Since Syria’s civil war began major media outlets have routinely reported on the barbaric atrocities committed by Assad’s forces against the civil population. Only rarely, however, do these same outlets report on the war crimes frequently committed by the opposition groups we support. But these crimes are neither minor nor isolated. A few examples:

- Human Rights Watch reported that in August 2013 rebel forces killed sixty-seven civilians during a key battle. These deaths were no collateral damage, however, as the report stated “evidence strongly suggests that the killings, hostage taking, and other abuses committed by opposition forces on and after August 4 rise to the level of crimes against humanity”

- Amnesty International claimed that in 2014 rebels killed over 600 civilians. “Some of these attacks,” the report asserted, “may have also constituted deliberate attacks on civilians or civilian objects, which are also war crimes.”

- And just two months ago, a pro-rebel human rights group reported that opposition forces committed war crimes by murdering seventy-one Syrian regime soldiers and civilian loyalists.

If, even into the next administration, the U.S. continues to support the opposition groups and they should happen to cumulatively overthrow Assad, what happens next? Will these groups work together to form an effective interim government, leading to fair and free elections and an end to the violence? The likelier scenario is that once Assad is out of power, the strongest of these groups will turn on each other in a new fight for control of the new government. We’ve seen just this dynamic play out in recent years.

In 2011, the U.S. supported rebel groups in Libya against Qaddafi by conducting hundreds of cruise missile and airstrikes. After the Libyan leader was killed by rebels, President Barack Obama optimistically said to the Libyan people: “You have won your revolution. And now, we will be a partner as you forge a future that provides dignity, freedom and opportunity.” Mere months later, however, the once-unified opposition fragmented and turned on itself. Now four years after we succeeded in removing a tyrant from power, Libya remains one of the most unstable, violent and ungoverned areas in the world.

In light of the fact that all participants of the war in Syria have committed war crimes, American policymakers have to face some hard questions with no good answers: if there aren’t any good guys, who do we support—or do we support anyone?
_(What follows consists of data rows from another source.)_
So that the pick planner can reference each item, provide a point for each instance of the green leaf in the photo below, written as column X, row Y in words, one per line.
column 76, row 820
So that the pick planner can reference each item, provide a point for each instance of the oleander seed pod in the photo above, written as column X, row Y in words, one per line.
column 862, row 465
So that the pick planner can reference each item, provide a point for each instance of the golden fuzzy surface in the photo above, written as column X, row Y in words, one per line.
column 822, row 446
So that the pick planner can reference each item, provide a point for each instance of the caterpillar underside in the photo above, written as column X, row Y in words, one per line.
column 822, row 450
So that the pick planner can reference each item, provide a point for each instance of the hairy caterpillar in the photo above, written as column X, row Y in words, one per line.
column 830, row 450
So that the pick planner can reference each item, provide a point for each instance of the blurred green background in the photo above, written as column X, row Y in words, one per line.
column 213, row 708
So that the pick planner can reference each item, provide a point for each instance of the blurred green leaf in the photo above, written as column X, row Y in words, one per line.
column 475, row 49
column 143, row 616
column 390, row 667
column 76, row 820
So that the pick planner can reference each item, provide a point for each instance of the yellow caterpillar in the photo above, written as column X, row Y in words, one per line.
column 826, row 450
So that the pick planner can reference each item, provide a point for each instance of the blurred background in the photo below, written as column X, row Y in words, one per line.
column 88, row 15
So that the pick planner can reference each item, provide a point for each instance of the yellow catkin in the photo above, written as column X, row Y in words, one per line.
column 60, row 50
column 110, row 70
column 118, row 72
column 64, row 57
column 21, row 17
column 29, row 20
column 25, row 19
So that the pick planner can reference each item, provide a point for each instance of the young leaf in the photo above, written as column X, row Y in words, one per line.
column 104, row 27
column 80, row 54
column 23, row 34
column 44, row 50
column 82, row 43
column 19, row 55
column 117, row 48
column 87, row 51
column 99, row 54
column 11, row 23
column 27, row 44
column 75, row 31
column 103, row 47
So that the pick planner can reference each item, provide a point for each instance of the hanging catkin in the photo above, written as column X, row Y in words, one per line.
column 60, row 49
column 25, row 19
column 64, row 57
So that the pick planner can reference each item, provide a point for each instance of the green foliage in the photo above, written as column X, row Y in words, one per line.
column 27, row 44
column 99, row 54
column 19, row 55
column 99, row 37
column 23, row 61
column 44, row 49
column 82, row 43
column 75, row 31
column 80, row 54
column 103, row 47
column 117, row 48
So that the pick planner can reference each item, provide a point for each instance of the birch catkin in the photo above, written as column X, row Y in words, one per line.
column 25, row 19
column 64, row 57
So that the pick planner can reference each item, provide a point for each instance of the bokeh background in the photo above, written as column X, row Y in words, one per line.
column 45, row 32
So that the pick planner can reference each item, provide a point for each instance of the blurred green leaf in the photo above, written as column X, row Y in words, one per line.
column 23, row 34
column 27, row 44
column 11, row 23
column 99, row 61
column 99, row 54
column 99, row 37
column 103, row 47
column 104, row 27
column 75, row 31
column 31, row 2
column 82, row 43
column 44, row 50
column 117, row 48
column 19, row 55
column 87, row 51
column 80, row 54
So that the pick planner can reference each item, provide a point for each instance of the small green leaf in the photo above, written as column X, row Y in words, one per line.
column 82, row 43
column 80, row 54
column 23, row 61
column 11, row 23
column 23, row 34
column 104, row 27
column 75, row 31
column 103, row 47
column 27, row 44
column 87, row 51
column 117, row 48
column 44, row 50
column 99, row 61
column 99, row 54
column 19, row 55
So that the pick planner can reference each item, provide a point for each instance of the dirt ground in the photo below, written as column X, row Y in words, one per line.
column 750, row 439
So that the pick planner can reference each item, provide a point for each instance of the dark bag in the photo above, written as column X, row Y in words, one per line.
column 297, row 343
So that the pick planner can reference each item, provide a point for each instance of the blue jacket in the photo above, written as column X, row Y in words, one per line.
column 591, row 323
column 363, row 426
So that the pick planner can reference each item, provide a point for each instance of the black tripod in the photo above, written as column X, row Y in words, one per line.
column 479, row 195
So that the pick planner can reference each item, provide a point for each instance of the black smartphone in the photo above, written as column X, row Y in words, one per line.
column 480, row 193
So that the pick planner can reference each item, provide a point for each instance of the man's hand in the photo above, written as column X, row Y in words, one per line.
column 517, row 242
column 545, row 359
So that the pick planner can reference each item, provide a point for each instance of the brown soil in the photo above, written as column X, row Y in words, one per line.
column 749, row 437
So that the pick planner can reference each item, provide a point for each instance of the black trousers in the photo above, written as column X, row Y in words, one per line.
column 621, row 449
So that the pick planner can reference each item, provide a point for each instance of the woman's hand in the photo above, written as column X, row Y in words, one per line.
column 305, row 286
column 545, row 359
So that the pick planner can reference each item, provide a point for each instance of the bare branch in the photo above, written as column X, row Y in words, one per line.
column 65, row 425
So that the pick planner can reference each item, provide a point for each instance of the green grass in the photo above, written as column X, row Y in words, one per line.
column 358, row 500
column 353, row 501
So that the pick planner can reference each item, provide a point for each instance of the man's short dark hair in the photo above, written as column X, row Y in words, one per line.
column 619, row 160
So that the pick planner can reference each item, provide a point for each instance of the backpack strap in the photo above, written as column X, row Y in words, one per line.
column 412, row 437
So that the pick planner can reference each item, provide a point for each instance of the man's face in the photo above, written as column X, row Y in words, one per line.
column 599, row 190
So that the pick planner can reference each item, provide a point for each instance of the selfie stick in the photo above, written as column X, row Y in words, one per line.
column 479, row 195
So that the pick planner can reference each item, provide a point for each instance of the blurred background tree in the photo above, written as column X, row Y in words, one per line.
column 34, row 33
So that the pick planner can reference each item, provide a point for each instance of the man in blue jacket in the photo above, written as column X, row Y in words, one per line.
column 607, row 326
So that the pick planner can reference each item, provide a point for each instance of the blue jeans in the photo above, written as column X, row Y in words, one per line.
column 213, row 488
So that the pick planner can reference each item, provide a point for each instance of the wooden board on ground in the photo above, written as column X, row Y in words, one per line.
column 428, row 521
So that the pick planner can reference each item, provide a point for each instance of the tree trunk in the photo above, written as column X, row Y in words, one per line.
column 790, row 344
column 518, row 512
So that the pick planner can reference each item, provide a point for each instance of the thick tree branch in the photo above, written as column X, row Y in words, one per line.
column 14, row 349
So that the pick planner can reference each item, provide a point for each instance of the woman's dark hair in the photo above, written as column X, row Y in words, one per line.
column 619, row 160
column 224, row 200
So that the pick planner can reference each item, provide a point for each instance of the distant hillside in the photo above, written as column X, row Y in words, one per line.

If we don’t take one side over the other, what happens to the violence in that nation and the millions of innocent civilians who will continue to live in fear? Can America, the land of the free and home of the brave, stand idly by while militias wage war in which tens of thousands die?

It may be that none of the warring sides represent or would support our values and thus, regardless of which side ultimately prevails, American interests will not be served. The best we could hope for might be to use U.S. diplomatic and humanitarian resources to encourage the combatants to resolve their differences, while trying to contain the violence and leading humanitarian efforts to lessen the suffering of the innocents.

Such a policy would likely be attacked as “defeatist” or as a failure to lead. But the hard facts are that despite our attempts to resolve civil wars in other countries in recent years, the result has been a worsening of the violence, an increase in the suffering of those we’ve sought to help, and ultimately the establishment of regimes that neither represent American values nor provide peace and democracy to their people.

As we near Presidential primary season, we can only hope that the ultimate winner—whether Republican or Democrat or Independent, male or female—will show the wisdom, moral courage and leadership necessary to preserve American values and interests.